NCLEX-PN
Health Promotion and Maintenance NCLEX PN Questions
1. A nurse is auscultating for vesicular breath sounds in a client. Of which quality would the nurse expect these normal breath sounds to be?
- A. Harsh
- B. Hollow
- C. Tubular
- D. Rustling
Correct answer: D
Rationale: The correct answer is D: 'Rustling.' Vesicular breath sounds are described as rustling and resemble the sound of wind blowing through trees. Harsh, hollow, and tubular sounds are associated with bronchial (tracheal) breath sounds, not vesicular breath sounds. Harsh sounds are high-pitched, hollow sounds are reverberating, and tubular sounds are like blowing air into a tube. Therefore, options A, B, and C are incorrect descriptions of vesicular breath sounds and are more characteristic of bronchial breath sounds.
2. The patient is inquiring about the use of a PCA pump for pain management. Which statement by the patient indicates a need for additional education?
- A. "I will continue to report my pain score during assessments."?
- B. "I understand that there is a maximum dose per hour that I can receive regardless of how many times I press the button."?
- C. "I believe this new PCA pump will finally alleviate my back pain."?
- D. "I have more control over when and how much medication I receive."?
Correct answer: C
Rationale: The correct answer is, "I believe this new PCA pump will finally alleviate my back pain."? This statement indicates a need for additional education as it reflects an unrealistic expectation regarding pain management.

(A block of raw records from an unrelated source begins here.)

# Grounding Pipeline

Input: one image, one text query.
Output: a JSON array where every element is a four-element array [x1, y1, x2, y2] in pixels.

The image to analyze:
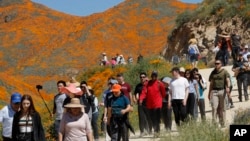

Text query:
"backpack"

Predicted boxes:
[[188, 46, 196, 54]]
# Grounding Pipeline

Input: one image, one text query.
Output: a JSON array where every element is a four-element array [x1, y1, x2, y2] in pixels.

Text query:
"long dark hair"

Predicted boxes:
[[20, 94, 36, 116]]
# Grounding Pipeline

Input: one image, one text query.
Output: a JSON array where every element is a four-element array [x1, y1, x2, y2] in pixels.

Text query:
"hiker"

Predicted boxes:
[[188, 34, 200, 68], [0, 93, 22, 141], [185, 69, 200, 120], [161, 77, 172, 131], [179, 67, 185, 77], [139, 71, 166, 137], [215, 31, 232, 66], [208, 59, 230, 127], [12, 94, 46, 141], [194, 73, 206, 121], [170, 67, 189, 126], [242, 45, 250, 61], [137, 54, 143, 63], [100, 77, 118, 138], [58, 98, 93, 141], [171, 54, 180, 65], [134, 72, 152, 137], [107, 84, 134, 141], [101, 52, 109, 66], [231, 29, 241, 62], [232, 53, 249, 102], [53, 80, 67, 138], [88, 86, 99, 141], [116, 73, 133, 105]]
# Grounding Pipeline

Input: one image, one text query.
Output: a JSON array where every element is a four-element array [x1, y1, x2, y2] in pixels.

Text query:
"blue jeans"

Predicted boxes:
[[91, 112, 99, 139]]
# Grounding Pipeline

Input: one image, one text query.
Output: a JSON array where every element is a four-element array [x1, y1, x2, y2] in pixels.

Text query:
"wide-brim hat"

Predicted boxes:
[[64, 98, 84, 108], [61, 83, 83, 95]]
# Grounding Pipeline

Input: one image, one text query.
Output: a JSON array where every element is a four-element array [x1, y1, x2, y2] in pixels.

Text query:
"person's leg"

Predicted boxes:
[[166, 107, 172, 131], [161, 102, 168, 130], [212, 91, 219, 122], [243, 75, 248, 101], [91, 112, 99, 139], [172, 100, 180, 126], [199, 99, 206, 121], [237, 78, 242, 102]]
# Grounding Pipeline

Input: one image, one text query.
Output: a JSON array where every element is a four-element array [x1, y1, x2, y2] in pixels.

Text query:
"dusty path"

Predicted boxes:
[[99, 66, 250, 141]]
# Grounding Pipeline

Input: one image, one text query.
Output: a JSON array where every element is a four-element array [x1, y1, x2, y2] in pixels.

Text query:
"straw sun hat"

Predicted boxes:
[[64, 98, 84, 108]]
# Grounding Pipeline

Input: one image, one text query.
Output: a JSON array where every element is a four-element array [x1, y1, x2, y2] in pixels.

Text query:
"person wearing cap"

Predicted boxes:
[[232, 53, 248, 102], [53, 80, 67, 138], [231, 29, 242, 61], [169, 67, 189, 126], [208, 60, 231, 127], [0, 93, 22, 141], [242, 45, 250, 61], [161, 77, 172, 131], [134, 72, 152, 137], [100, 77, 118, 138], [107, 84, 134, 141], [215, 31, 232, 66], [139, 71, 166, 137], [12, 94, 46, 141], [58, 98, 93, 141]]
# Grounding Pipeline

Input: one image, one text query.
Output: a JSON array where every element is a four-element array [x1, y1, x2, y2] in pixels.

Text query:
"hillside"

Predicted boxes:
[[0, 0, 196, 101]]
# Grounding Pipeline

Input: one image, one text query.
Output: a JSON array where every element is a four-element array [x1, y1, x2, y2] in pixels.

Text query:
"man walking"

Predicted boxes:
[[139, 71, 166, 137], [208, 60, 230, 127], [169, 67, 189, 126], [53, 80, 66, 139], [134, 72, 152, 137], [0, 93, 22, 141]]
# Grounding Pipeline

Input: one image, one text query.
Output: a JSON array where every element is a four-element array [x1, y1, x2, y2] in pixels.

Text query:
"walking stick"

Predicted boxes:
[[36, 85, 52, 116]]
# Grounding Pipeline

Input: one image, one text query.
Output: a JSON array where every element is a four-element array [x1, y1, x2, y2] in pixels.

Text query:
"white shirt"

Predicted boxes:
[[170, 77, 189, 99], [0, 105, 16, 138]]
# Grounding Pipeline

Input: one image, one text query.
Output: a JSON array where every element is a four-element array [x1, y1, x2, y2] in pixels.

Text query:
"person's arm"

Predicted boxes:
[[58, 113, 66, 141]]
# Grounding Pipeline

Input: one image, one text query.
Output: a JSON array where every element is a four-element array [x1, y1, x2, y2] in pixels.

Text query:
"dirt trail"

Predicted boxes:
[[99, 66, 250, 141]]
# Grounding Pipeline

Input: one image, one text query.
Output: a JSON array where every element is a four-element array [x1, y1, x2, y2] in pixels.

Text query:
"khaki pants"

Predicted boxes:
[[211, 89, 226, 127]]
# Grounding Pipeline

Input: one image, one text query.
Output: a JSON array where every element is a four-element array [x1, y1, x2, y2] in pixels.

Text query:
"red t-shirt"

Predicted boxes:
[[120, 82, 131, 102]]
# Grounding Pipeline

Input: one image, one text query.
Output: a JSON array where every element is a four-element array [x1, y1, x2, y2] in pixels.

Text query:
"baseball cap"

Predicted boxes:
[[170, 67, 180, 72], [151, 70, 158, 76], [111, 84, 122, 92], [11, 93, 22, 103]]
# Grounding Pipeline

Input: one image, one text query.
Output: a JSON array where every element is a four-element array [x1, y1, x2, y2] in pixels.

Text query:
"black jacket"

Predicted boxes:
[[12, 111, 46, 141]]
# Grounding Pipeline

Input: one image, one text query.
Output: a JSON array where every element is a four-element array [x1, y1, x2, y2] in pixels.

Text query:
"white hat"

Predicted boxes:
[[64, 98, 84, 108]]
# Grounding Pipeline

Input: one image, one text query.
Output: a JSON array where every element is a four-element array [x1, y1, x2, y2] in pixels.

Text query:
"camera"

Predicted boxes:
[[36, 85, 43, 90]]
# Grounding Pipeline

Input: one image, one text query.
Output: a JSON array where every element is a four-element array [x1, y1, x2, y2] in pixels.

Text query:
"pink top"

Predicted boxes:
[[59, 113, 91, 141]]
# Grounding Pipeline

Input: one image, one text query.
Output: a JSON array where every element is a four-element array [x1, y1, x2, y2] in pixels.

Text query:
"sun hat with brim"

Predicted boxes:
[[111, 84, 122, 92], [64, 98, 84, 108], [61, 84, 83, 95]]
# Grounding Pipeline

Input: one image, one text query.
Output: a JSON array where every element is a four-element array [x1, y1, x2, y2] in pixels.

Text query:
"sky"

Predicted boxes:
[[32, 0, 202, 16]]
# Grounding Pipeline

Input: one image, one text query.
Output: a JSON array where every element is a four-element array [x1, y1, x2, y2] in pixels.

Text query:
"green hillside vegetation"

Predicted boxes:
[[176, 0, 250, 26]]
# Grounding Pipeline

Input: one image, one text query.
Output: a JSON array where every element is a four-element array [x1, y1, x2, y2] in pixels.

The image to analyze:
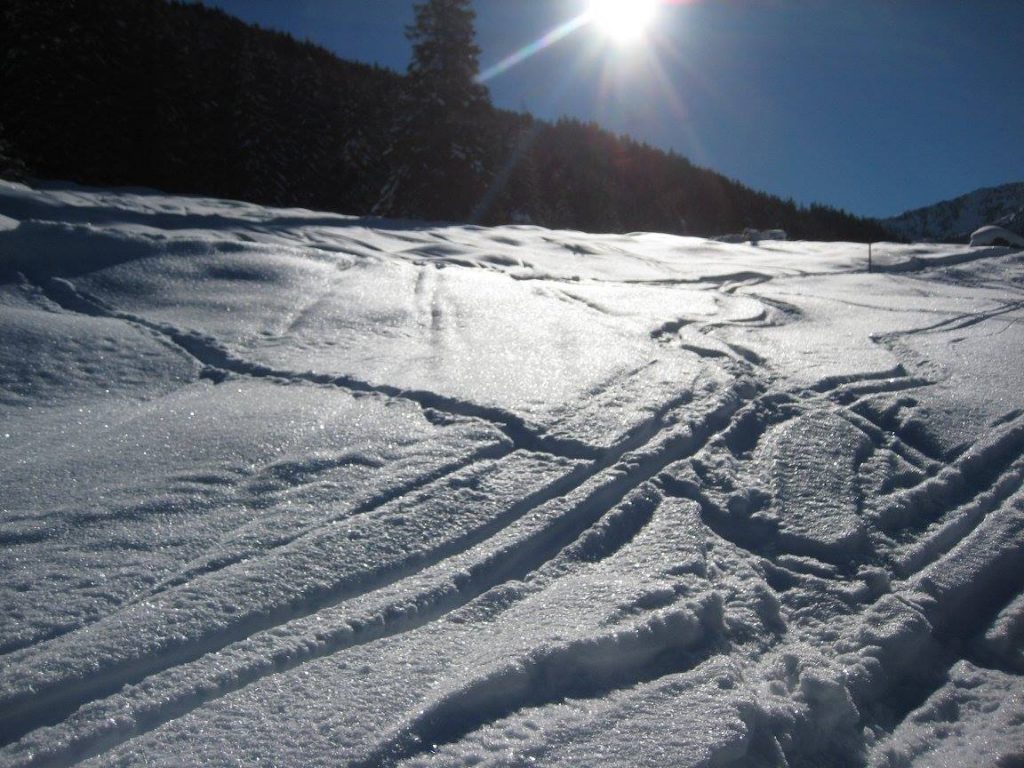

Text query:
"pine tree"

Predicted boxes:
[[375, 0, 490, 220]]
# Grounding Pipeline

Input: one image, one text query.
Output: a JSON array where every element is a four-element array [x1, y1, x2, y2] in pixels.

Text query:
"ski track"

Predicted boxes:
[[0, 199, 1024, 768]]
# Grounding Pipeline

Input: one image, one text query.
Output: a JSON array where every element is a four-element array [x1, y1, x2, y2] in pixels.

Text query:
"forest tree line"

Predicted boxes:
[[0, 0, 891, 241]]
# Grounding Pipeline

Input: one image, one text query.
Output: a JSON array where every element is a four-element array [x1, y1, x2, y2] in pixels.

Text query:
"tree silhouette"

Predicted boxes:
[[376, 0, 490, 220]]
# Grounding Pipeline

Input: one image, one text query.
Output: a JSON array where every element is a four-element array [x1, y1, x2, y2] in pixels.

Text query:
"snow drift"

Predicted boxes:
[[0, 183, 1024, 767]]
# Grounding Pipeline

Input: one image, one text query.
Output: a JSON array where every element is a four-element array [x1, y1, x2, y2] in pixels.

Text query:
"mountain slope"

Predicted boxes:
[[0, 0, 885, 242], [882, 182, 1024, 243]]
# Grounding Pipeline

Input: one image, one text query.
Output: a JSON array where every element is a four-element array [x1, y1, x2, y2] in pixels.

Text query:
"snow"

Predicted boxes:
[[971, 225, 1024, 247], [0, 182, 1024, 767]]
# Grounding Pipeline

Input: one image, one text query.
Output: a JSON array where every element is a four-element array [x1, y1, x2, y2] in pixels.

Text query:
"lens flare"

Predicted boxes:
[[587, 0, 657, 44]]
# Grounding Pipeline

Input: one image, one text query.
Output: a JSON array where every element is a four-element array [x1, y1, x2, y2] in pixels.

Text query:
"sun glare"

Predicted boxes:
[[587, 0, 657, 44]]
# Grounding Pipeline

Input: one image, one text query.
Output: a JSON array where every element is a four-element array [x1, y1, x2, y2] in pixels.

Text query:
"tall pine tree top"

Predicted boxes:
[[374, 0, 490, 221], [406, 0, 487, 113]]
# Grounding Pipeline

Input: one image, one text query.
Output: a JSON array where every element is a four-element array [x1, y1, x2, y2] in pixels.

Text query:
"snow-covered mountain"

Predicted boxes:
[[882, 182, 1024, 243], [0, 182, 1024, 768]]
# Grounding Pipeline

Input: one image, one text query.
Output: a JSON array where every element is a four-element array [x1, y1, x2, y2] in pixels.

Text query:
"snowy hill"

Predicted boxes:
[[882, 183, 1024, 243], [0, 182, 1024, 768]]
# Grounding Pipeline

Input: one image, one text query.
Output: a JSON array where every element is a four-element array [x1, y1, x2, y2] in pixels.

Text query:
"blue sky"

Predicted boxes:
[[192, 0, 1024, 216]]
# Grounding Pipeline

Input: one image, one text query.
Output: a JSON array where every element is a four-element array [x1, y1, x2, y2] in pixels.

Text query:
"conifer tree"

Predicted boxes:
[[375, 0, 490, 220]]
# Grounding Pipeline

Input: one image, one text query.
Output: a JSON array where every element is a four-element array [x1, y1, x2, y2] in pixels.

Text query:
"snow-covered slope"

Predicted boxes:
[[0, 183, 1024, 768], [882, 182, 1024, 243]]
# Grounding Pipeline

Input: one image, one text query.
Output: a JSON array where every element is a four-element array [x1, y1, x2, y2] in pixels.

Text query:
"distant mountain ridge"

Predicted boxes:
[[880, 181, 1024, 243], [0, 0, 888, 243]]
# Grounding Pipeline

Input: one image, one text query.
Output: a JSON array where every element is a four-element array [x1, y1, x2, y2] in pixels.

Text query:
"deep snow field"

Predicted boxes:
[[0, 182, 1024, 768]]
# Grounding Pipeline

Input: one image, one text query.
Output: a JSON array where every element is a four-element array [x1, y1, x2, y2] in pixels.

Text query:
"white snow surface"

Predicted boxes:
[[0, 182, 1024, 768]]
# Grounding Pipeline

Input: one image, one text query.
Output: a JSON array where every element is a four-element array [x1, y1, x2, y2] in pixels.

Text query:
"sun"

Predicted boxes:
[[587, 0, 657, 44]]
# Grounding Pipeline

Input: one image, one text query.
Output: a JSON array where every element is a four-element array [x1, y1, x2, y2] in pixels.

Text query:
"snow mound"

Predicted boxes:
[[0, 182, 1024, 768]]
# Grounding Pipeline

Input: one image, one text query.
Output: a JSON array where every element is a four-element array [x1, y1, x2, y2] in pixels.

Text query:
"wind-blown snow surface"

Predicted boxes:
[[0, 183, 1024, 768]]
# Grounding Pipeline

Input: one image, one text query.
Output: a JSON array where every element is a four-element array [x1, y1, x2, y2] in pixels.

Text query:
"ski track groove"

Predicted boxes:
[[9, 262, 1024, 768], [3, 380, 756, 766], [136, 438, 512, 605]]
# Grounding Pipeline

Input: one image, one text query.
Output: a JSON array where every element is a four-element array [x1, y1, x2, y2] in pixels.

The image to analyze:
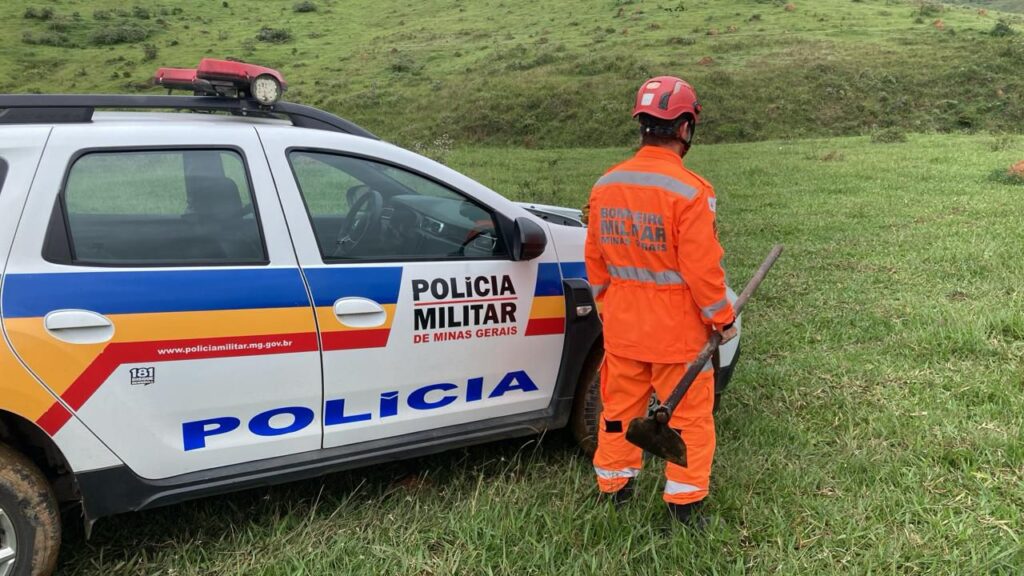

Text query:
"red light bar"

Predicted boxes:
[[153, 58, 288, 106], [153, 68, 196, 90], [196, 58, 288, 90]]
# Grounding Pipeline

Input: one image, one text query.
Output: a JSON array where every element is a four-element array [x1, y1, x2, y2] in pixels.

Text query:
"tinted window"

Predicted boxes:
[[63, 150, 267, 265], [289, 151, 506, 261]]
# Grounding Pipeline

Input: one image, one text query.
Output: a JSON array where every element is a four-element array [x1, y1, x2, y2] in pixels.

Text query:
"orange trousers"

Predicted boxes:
[[594, 353, 715, 504]]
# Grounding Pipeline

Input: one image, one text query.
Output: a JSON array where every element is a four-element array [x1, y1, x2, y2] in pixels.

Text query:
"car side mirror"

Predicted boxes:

It is essential for the patient to understand that while a PCA pump can provide effective pain relief, it may not completely eliminate pain. Option A is correct as it demonstrates the patient's understanding of the importance of reporting pain scores for proper pain management. Option B is correct as it shows the patient's awareness of the maximum dose limits to prevent overdose. Option D is correct as it highlights the patient's understanding of the control they have over their medication administration.
3. The LPN is caring for a client admitted for acute pancreatitis. Which of these medications would be the least appropriate for pain management?
- A. Tylenol
- B. Tramadol
- C. Codeine
- D. Morphine
Correct answer: D
Rationale: Morphine is the least appropriate choice for pain management in pancreatitis due to its potential to cause spasms in the Sphincter of Oddi, which can worsen the client's condition by potentially obstructing the pancreatic duct. Tylenol, Tramadol, and Codeine are more suitable options for pain management in acute pancreatitis as they do not carry the same risk of exacerbating the condition by causing spasms in the Sphincter of Oddi.
4. A client with Kawasaki disease has bilateral congestion of the conjunctivae, dry cracked lips, a strawberry tongue, and edema of the hands and feet followed by desquamation of fingers and toes. Which of the following nursing measures is most appropriate to meet the expected outcome of positive body image?
- A. administering immune globulin intravenously
- B. assessing the extremities for edema, redness, and desquamation every 8 hours
- C. explaining progression of the disease to the client and their family
- D. assessing heart sounds and rhythm
Correct answer: C
Rationale: Educating the client and their family about the progression of Kawasaki disease is crucial for promoting a positive body image. By explaining when symptoms are expected to improve and resolve, the client and family can better understand that there will be no permanent disruption in physical appearance that could negatively impact body image. Administering immune globulin intravenously is a treatment for Kawasaki disease but does not directly address body image concerns. Assessing the extremities for edema, redness, and desquamation every 8 hours is important for monitoring the disease but does not directly address body image concerns. Assessing heart sounds and rhythm is essential for evaluating cardiac effects of Kawasaki disease but is not the most direct measure for promoting a positive body image.
5. A nurse notes the presence of variable decelerations on the fetal heart rate monitor strip and suspects cord compression. The nurse should immediately perform which action?
- A. Insert a gloved finger into the mother's vagina to feel for cord compression
- B. Position the mother so that her hips are elevated
- C. Notify the registered nurse
- D. Perform a vaginal examination on the mother
Correct answer: B
Rationale: When variable decelerations on the fetal heart rate monitor strip suggest cord compression, the immediate action the nurse should take is to reposition the mother to alleviate the compression. Elevating the mother's hips or changing her position can help shift the fetal presenting part and relieve pressure on the cord. This action aims to improve or resolve the variable decelerations. Contacting the registered nurse may be necessary, but it is not the immediate action required in this situation. Performing a vaginal examination is contraindicated due to the potential risk of further compromising blood flow through the umbilical cord. Inserting a gloved finger into the mother's vagina to feel for the cord is also not recommended as it poses a similar risk of exacerbating the situation.